Lesen Sie weiter auf Seite 2, woran der Kandidat Le Corbusier gescheitert ist.

Die scheinbare Unausgewogenheit der neunzehn ausgewählten Bauwerke, die von bescheidenen Projekten wie dem Wohnhauses für die Eltern 1912 in La Chaux-de-Fonds oder der kaum bekannten "Maison Guiette" in Antwerpen bis zur berühmten Kirche von Ronchamp und der Villa Savoy bei Paris reichen, sei gezielt angelegt als Ausdruck eines kontinuierlichen architektonischen Denkprozesses. Die Anregung von ICOMOS, Objekte wie die Villa Savoy, Ronchamp, den Wohnblock von Marseille einzeln ins Weltkulturerbe aufzunehmen, hält Frau Gandini für Unsinn: "Diese Bauten sind bekannt und ausreichend geschützt." Entweder der ganze Le Corbusier oder gar nichts, heißt es bei der Fondation Le Corbusier, wo man offenbar nicht bereit ist, einen dritten Anlauf zu machen.

Dieser kämpferische Konfrontationskurs wurde bis zuletzt auch vom französischen Kulturministerium mitgetragen - weniger hingegen von den Experten und Unesco-Diplomaten.
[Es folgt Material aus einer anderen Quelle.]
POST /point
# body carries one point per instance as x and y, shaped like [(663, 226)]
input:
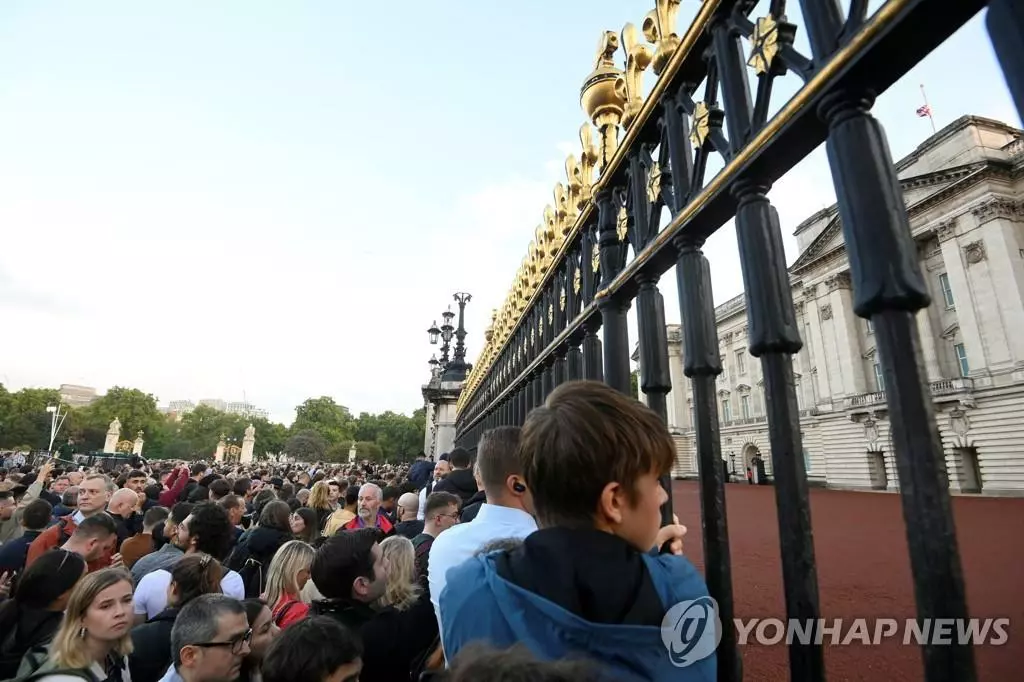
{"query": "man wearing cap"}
[(11, 507)]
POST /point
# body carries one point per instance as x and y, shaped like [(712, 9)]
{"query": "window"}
[(947, 292), (962, 358)]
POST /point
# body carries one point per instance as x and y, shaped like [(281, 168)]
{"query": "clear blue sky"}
[(204, 199)]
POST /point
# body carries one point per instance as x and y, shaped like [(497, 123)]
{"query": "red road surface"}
[(864, 571)]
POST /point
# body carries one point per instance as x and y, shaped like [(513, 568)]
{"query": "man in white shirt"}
[(208, 530), (441, 469), (507, 513)]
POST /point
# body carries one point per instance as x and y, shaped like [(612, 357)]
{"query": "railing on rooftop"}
[(564, 316)]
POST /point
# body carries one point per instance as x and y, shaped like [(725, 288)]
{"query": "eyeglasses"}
[(236, 642)]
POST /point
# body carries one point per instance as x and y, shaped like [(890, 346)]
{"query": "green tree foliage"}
[(332, 421), (327, 429), (24, 420), (307, 444)]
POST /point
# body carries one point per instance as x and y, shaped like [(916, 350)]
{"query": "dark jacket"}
[(409, 528), (421, 472), (461, 482), (472, 507), (152, 642), (393, 641), (251, 556), (13, 553), (33, 628), (585, 592)]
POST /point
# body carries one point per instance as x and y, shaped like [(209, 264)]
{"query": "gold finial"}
[(588, 160), (765, 44), (701, 125), (659, 30), (653, 182), (599, 96), (565, 211), (552, 232), (630, 85)]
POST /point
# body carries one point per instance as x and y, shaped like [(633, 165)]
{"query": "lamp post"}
[(444, 334), (56, 421), (457, 369)]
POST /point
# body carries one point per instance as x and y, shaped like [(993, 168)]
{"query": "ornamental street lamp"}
[(457, 369)]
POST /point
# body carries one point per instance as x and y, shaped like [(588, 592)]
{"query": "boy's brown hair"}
[(585, 436)]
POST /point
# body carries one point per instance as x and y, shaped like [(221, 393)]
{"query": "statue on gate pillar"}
[(113, 435), (248, 442)]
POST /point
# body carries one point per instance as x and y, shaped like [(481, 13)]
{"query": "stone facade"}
[(964, 189)]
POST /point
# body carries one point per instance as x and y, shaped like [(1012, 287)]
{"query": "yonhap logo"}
[(691, 631)]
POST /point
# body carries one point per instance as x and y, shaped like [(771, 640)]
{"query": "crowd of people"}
[(539, 555)]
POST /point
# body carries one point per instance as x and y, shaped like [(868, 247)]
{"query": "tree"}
[(24, 420), (203, 427), (307, 445), (327, 418), (136, 412), (270, 436)]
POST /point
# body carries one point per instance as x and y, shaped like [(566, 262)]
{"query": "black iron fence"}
[(565, 315)]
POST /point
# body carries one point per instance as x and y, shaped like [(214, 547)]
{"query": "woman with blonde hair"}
[(402, 590), (95, 634), (288, 574), (320, 502)]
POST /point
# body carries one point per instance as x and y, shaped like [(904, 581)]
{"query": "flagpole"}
[(925, 96)]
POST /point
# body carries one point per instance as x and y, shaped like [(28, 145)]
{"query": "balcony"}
[(937, 388)]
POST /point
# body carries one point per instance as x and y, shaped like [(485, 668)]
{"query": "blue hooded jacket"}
[(479, 604)]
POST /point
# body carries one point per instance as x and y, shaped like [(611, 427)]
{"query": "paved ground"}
[(863, 570)]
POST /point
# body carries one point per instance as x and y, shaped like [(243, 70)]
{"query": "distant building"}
[(77, 396), (964, 188)]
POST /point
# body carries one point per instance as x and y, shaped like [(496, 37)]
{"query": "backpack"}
[(250, 567), (38, 657)]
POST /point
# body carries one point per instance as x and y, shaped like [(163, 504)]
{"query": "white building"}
[(964, 189), (77, 396)]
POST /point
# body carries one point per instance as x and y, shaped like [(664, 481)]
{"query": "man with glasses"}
[(209, 640), (441, 513)]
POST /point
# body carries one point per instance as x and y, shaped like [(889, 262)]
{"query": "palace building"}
[(965, 196)]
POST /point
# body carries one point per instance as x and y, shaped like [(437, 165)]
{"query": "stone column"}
[(846, 326), (995, 254), (679, 415), (817, 344), (113, 436), (963, 296), (428, 423)]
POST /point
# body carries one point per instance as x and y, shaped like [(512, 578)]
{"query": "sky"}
[(273, 200)]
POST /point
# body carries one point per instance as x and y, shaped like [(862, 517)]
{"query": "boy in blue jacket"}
[(590, 582)]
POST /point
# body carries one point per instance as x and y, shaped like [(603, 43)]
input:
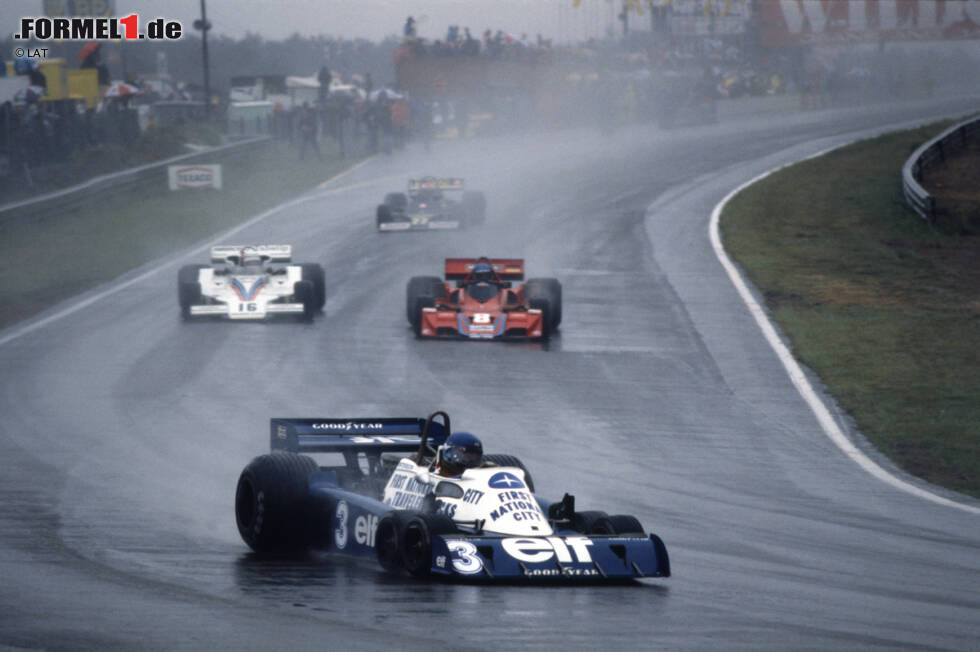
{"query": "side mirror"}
[(564, 510)]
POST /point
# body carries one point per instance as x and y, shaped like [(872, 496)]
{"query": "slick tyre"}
[(188, 288), (272, 503), (510, 460), (313, 272), (305, 294), (593, 523)]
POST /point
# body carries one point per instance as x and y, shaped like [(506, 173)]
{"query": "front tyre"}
[(305, 294), (313, 272), (272, 502), (189, 288), (387, 542)]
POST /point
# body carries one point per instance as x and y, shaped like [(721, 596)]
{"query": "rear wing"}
[(367, 435), (508, 269), (432, 183), (272, 253)]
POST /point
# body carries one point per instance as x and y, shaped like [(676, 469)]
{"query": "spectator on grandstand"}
[(307, 132), (324, 77)]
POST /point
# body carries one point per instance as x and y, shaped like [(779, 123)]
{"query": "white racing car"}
[(251, 283)]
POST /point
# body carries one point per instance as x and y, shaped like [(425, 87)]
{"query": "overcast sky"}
[(371, 19)]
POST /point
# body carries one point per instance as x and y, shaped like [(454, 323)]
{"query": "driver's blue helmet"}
[(462, 449), (482, 272)]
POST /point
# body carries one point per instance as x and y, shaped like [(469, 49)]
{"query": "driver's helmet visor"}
[(469, 456), (482, 292)]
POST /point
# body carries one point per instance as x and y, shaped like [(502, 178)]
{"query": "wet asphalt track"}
[(124, 430)]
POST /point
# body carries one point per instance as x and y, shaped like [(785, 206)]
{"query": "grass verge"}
[(52, 258), (885, 309)]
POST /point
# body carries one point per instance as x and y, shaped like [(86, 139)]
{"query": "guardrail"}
[(926, 157), (106, 184)]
ICOMOS habe strikt nach den Kriterien seiner Denkmalvorgaben entschieden, stellt Oliver Martin vom Schweizer Bundesamt für Kultur sachlich fest, bedauert jedoch deren einseitige Fixierung auf materielle Einzelobjekte.

Vielleicht stand hinter dem Le-Corbusier-Antrag ein zu großer Alleinanspruch auf die Moderne, war unter Pariser Unesco-Diplomaten zu hören. Es zirkulierte die Idee, fortan lieber eine Liste "Meisterwerke der Moderne" zu unterbreiten, in der Le Corbusier nur noch ein Beispiel unter anderen wäre. Experten wie Martin halten so etwas jedoch für "hasardeux": Ein derartiger Katalog würde schnell in Beliebigkeit ausarten.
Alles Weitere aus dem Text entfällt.